One person said, “It’s time to send all Democrats a message. Do not contribute to any Congressional races; get the word out about the other ways in which the president is systematically breaking his promises…”
Another asked his fellow Armenians to “wake up and change the way we do things,” calling for “a demonstration against the president and the State Department.”
A powerful call to action came from a reader who wrote, “There is no question that we’ve been ditched by the Obama Administration which is following State Department policy. I’ve just finished two letters—one to the president and one to Speaker Pelosi on these issues. Exactly right as stated in the article—the genocide resolution must now be back on the table and Congress must not let parity between Azerbaijan and Armenia be ignored.

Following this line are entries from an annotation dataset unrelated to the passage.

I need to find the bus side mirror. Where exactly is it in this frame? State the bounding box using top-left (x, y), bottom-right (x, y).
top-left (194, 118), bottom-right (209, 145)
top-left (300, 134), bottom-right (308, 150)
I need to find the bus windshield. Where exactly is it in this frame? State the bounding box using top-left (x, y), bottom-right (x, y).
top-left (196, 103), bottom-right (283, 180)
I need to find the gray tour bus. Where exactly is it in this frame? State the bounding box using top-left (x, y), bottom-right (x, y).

Letters, phone calls—everything—we’ve got to get back to work.”
A clearly disappointed Obama supporter had another idea: “I suggest we pick a day where all Armenians that supported him send back their Obama paraphernalia, together with it a note stating, ‘I hope the Armenian issue doesn’t mark the beginning of a huge back-slide of compromised campaign promises.’”
Making sense of it all
The Obama Administration’s genocide denial, its failure to appoint any Armenian Americans to a decent position in the administration, and its proposal to break the military aid parity between Azerbaijan and Armenia and decrease foreign aid to Armenia, not only alienated most Armenian Americans but also placed the major Armenian American organizations—all of which had supported Obama—in a very difficult situation. After all, an entire community was mobilized to support what was touted as the most “Armenian-friendly administration” ever. And it was very difficult to challenge that label, with people like Joe Biden, Samantha Power—and Barack Obama himself—on the team.
With its actions, however, it seems that the administration is trying to become the administration that is the most unfriendly to Armenians.
Adding insult to injury, there has been no reaching out from the administration to the Armenian American community in any shape or form. Armenian Americans feel insulted and betrayed, and—regardless of what the president thinks about policy issues—they deserve some respect.
The administration has to reach out to the Armenian American community. That is the only smart way ahead.